Il s'agit d'un ordre ; il n'y a pas lieu de négocier.

À cet instant, les hommes en noir dehors se mirent en mouvement. Ce n'était pas un seul, mais tout un groupe. L'un d'eux s'avança discrètement et ouvrit la fenêtre, tandis que les autres se précipitaient à l'intérieur à une vitesse fulgurante. La petite pièce se remplit aussitôt de monde. Hai Ling tendit la main pour bloquer Yan Zhi et murmura rapidement une phrase dans sa tête.

"Bottes Nuage de Feu, Gants Vent et Tonnerre."

Une fois son équipement enfilé, son visage était impassible et son aura glaciale. Elle se tenait devant Rouge, ses yeux d'un noir profond étincelant de férocité. Elle serra les poings, s'accroupit en position de cavalier et resta immobile.

Calme et sereine, sans être surprise ni déstabilisée.

Le groupe d'hommes en noir de l'autre côté semblait quelque peu surpris, tous les regards étant tournés vers le chef du groupe.

Ils s'attendaient à voir une femme pâle et débraillée, mais à leur grande surprise, elle était tout à fait différente. Elle restait calme et sereine, comme si rien ne pouvait l'arrêter. Ils n'arrivaient pas à comprendre ce qu'elle tramait.

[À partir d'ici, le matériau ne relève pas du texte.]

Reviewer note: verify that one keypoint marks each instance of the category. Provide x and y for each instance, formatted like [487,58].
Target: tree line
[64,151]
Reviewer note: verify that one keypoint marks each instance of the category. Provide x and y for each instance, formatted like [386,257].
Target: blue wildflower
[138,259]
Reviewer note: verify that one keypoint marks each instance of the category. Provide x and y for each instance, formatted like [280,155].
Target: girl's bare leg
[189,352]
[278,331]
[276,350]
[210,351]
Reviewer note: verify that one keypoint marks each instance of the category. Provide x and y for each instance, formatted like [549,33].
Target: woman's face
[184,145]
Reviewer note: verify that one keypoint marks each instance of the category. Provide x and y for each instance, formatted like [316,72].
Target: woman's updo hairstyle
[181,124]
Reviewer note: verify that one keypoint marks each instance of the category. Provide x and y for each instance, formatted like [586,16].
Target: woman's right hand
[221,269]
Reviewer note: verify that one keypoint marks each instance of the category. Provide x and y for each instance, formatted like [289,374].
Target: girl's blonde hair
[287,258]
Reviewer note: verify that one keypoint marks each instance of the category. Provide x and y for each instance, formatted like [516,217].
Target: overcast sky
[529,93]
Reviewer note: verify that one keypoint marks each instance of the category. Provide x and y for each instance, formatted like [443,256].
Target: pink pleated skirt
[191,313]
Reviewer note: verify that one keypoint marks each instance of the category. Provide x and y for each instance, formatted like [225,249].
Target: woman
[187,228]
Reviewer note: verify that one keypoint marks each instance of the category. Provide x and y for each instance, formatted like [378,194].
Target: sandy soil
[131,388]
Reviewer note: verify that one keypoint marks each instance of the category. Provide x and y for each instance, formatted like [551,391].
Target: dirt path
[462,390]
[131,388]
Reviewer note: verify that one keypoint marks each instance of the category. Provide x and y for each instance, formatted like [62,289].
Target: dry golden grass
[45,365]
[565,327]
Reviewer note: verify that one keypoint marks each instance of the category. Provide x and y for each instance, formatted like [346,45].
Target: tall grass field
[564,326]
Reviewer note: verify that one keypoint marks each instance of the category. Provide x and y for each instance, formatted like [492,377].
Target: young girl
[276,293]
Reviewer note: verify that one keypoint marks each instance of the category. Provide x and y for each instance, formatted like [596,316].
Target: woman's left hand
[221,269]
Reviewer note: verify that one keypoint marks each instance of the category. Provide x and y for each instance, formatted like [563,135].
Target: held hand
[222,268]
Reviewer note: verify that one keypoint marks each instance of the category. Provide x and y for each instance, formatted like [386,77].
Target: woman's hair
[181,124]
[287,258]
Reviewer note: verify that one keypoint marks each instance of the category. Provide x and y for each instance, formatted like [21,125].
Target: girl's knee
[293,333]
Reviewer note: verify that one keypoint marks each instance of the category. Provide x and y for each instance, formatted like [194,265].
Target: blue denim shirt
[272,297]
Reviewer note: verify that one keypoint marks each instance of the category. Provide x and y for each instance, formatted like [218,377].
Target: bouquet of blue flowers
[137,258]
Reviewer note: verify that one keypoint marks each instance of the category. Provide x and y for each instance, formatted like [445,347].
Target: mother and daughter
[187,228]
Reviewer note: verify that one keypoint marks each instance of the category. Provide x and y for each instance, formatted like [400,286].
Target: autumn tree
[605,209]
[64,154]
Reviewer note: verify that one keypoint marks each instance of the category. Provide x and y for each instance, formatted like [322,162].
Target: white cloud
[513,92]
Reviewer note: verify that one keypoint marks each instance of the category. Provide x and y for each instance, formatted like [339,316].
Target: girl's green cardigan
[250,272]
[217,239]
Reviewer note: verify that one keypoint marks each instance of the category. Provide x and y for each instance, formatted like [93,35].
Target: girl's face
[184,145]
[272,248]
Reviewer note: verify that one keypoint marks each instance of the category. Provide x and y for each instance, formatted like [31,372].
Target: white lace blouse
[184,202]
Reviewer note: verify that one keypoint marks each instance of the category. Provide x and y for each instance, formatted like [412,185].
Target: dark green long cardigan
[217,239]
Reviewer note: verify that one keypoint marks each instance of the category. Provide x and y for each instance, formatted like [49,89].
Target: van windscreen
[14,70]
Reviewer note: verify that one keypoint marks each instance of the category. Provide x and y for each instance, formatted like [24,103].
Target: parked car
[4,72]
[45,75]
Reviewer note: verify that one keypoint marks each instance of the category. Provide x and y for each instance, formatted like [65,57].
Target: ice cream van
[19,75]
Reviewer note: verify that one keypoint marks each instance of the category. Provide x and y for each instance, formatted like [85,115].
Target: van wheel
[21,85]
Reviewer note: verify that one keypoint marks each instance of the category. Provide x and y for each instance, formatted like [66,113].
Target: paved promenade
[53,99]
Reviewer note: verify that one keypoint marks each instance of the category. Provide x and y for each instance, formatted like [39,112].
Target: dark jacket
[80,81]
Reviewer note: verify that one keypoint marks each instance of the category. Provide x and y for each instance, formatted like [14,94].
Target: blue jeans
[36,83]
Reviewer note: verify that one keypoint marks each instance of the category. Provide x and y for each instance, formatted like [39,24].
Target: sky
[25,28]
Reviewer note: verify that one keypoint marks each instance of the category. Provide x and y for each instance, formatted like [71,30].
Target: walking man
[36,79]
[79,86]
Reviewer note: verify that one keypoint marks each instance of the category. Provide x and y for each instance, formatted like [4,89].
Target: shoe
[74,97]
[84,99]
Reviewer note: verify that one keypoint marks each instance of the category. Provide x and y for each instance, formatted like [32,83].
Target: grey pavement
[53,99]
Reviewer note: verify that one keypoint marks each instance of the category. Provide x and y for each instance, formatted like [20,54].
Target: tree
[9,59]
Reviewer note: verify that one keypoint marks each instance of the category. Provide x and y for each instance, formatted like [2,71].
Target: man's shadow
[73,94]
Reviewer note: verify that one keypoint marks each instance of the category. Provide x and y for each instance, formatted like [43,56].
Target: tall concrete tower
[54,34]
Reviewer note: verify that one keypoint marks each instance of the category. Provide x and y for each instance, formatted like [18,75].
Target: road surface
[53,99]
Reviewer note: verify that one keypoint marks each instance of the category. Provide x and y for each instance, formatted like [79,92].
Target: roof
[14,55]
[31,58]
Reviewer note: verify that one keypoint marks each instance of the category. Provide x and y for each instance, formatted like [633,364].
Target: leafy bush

Se pourrait-il que cette Mlle Jiang possède des compétences en arts martiaux insoupçonnées

? Les gens ont commencé à spéculer.

L'homme masqué en noir, qui était à la tête du groupe, lança un regard féroce et sanguinaire dans ses yeux, puis ne dit plus rien.

Ils ne faisaient qu'obéir aux ordres ; si quelqu'un est à blâmer, c'est la malchance de Mlle Jiang.

"supérieur."

Un groupe d'hommes vêtus de noir, au nombre de **, chacun arborant un regard féroce, se précipita vers Hailing. Hailing repoussa Rouge d'un geste de la main et s'élança à son tour.

En trois jours, elle avait pratiqué les premiers mouvements des Dix-huit Styles de la Fleur d'Or et était prête à mettre ses compétences à l'épreuve.